Program start date | Application deadline |
2024-05-01 | - |
2024-09-01 | - |
2024-08-01 | - |
Program Overview
This Diploma in Predictive Data Analytics equips learners with the skills to collect, analyze, and extract insights from data using industry-leading tools like Rapidminer. Through hands-on labs and tutor-led classes, students gain proficiency in data preparation, unsupervised and supervised learning, and data visualization. The program prepares graduates for entry-level roles in data mining and analytics or further study in related fields.
Program Outline
Degree Overview:
This course in data analytics is designed to provide the learner with the skills needed to:
- Collect data from any data source and extract useful insights which have previously not been seen, providing a unique view on the problems faced during the business decision making process. In this programme, the learner will become familiar with a suite of different leading tools available to gather information from different sources and apply commonly used algorithms to deduce answers to common business questions from data, predominantly Rapidminer. Data mining aids the decision-making process by informing the key stake holders by relying on the most reliable source, the data available. This approach helps the decision-making process by making informed decisions before key changes or alterations are made to any business process. This course is aimed at learners with no previous experience with data mining or data analysis and wish to begin the process of understanding how data is aggregated, cleaned and utilised for data mining processes. CCT College Dublin Professional Certification confirms the successful completion of the Diploma in Predictive Data Analytics. Professional Certification supports career advancement through verification of upskilling. This programme does not lead to an award on the National Framework of Qualifications (NFQ).
Outline:
Programme Aims and Objectives
This module aims to introduce the learner to the area of data mining and analytics by providing real world examples of business questions that can be encountered during day to day life, and how they can be solved using freely available data mining software packages. On completion of this course, the learner will have acquired the skills to:
- Assess the needs of a customer and how they can be met with one or more developed data mining solutions
- Assess and aggregate available data sources to utilize during a data mining process
- Utilize industry standard methodologies for data mining, ensuring a robust process is created
- Develop a data mining process to identify anomalies, clean and extract quality data to run the identified algorithms on
- Run leading data mining software packages on available data to identify patterns and predict outcomes
- Document and visualize the findings to inform the business decision making processes
Programme Content
The programme is delivered through tutor led classes, concentrating on labs and hands on skills providing the learner firsthand experience with each of the approaches and technologies described during the classes.

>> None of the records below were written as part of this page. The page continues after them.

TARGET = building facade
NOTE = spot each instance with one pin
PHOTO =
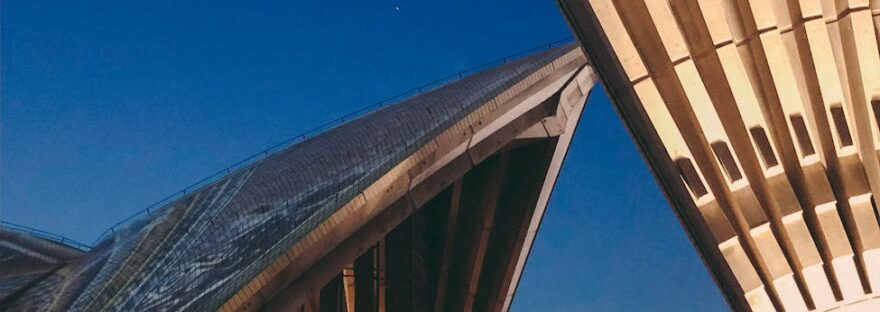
(760, 121)
(429, 204)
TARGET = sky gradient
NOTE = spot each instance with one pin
(108, 106)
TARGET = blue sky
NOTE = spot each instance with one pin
(108, 106)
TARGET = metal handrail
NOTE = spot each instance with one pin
(324, 127)
(46, 235)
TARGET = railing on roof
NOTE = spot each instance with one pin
(324, 127)
(46, 235)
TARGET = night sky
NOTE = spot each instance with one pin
(108, 106)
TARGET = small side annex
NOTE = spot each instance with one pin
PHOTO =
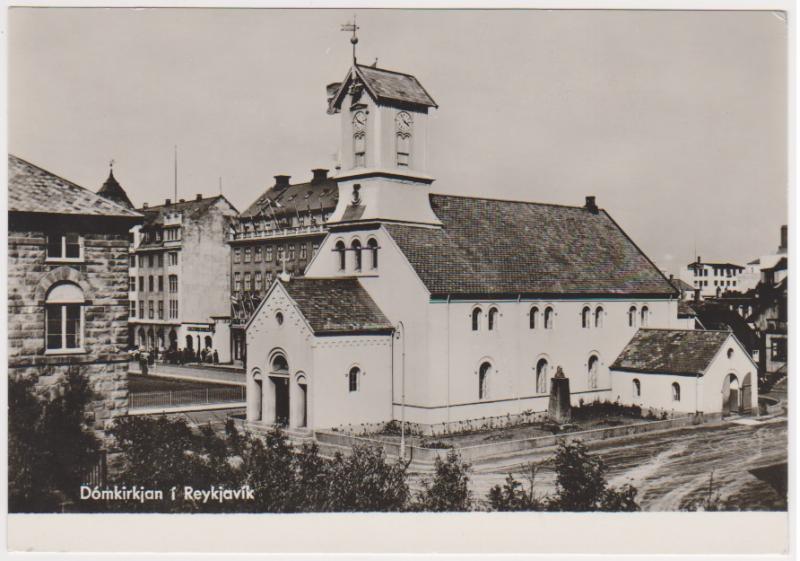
(686, 371)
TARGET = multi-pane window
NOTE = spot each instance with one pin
(64, 317)
(63, 246)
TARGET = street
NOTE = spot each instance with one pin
(672, 469)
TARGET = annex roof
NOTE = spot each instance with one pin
(386, 86)
(300, 198)
(495, 247)
(112, 190)
(333, 306)
(671, 351)
(34, 189)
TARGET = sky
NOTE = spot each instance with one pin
(675, 121)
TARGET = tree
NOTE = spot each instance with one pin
(449, 489)
(51, 445)
(364, 481)
(581, 483)
(513, 496)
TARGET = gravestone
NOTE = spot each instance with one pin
(559, 409)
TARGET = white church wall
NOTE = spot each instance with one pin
(334, 404)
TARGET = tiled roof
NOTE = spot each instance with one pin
(190, 209)
(336, 305)
(394, 86)
(295, 198)
(34, 189)
(671, 351)
(503, 247)
(112, 190)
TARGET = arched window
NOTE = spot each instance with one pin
(632, 316)
(541, 376)
(477, 313)
(280, 365)
(341, 250)
(548, 318)
(586, 317)
(355, 245)
(64, 317)
(534, 317)
(352, 378)
(372, 243)
(492, 318)
(360, 139)
(592, 368)
(483, 380)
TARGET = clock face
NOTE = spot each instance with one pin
(360, 120)
(404, 121)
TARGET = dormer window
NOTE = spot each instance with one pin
(360, 139)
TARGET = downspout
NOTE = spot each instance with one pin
(448, 362)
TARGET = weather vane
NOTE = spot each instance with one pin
(354, 39)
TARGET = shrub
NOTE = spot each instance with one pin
(448, 491)
(50, 443)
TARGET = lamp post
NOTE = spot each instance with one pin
(401, 334)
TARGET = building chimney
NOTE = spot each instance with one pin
(320, 175)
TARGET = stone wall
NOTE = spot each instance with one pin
(103, 277)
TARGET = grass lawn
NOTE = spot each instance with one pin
(144, 384)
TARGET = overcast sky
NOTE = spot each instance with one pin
(676, 121)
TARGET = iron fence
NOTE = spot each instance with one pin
(177, 398)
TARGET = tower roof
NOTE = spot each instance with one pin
(385, 86)
(113, 191)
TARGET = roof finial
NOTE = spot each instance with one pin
(354, 39)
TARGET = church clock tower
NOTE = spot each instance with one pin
(384, 126)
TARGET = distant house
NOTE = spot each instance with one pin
(686, 371)
(68, 284)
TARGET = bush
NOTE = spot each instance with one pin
(448, 491)
(51, 446)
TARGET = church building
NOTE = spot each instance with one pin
(440, 308)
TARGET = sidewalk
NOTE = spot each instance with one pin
(214, 374)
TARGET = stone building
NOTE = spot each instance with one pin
(283, 228)
(179, 284)
(438, 308)
(68, 284)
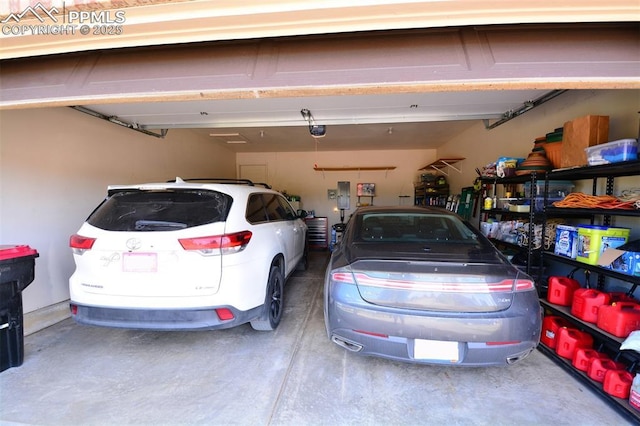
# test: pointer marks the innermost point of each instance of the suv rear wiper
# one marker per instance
(158, 225)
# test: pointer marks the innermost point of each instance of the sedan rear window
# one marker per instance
(160, 210)
(408, 227)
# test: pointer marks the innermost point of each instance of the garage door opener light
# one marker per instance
(316, 130)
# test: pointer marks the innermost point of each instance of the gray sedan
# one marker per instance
(422, 285)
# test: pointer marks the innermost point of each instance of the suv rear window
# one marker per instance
(162, 210)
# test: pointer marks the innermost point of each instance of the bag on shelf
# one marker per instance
(561, 289)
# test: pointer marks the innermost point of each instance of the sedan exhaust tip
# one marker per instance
(348, 345)
(519, 357)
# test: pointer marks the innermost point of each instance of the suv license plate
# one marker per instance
(140, 262)
(436, 350)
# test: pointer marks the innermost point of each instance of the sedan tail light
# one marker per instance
(80, 244)
(217, 244)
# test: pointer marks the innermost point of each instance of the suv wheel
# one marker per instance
(272, 310)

Topics Covered during the programme include:
- Introduction
- What is Predictive Analytics?
- The business case for data analytics
- The Data Mining Life Cycle
- KDD and CRISP-DM
- Overview of Supervised and Unsupervised Learning
- Overview of Classification and Regression
- Data Preparation & Pre-Processing
- Data Types
- Exploratory Data Analysis
- Handling Missing Data – Removal vs Imputation
- Outlier Detection
- Noise Filtering
- Feature Selection
- Unsupervised Learning
- k-Means & k-Mediods
- Association Rule Mining
- Self-Organizing Maps
- Classification
- Decision Trees
- k-Nearest Neighbours
- Naive Bayes
- Regression
- Linear & Polynomial Regression
- Regression Trees
- Validation and Testing
- Hold-out and Cross Validation
- Evaluating the performance of classifiers
- Evaluating the performance of regression models
- Text Analytics
- Tokenisation & N-Grams
- The Term Document Matrix
- Term Frequency – Inverse Document Frequency
- Sentiment Analysis
- Data Visualization
- Exploratory vs Explanatory Data Visualization
- Quantitative Data Visualization
- Quantitative Data Visualization
Assessment:
Continuous Assessment will be utilized to assess student progression on this programme ensuring a high level of proficiency is achieved. All assessments for this programme are directly mapped to each of the practical tasks which will be explored during lectures and lab time.
Careers:
This programme provides a strong foundation in Data Mining and Data Analytics. It is envisioned that graduates will be able to fulfill a wide range of entry-level roles within data mining industries, and/or engage in further study in a wide range of areas within Computing and Information Technology, and specifically programming, to further develop their careers.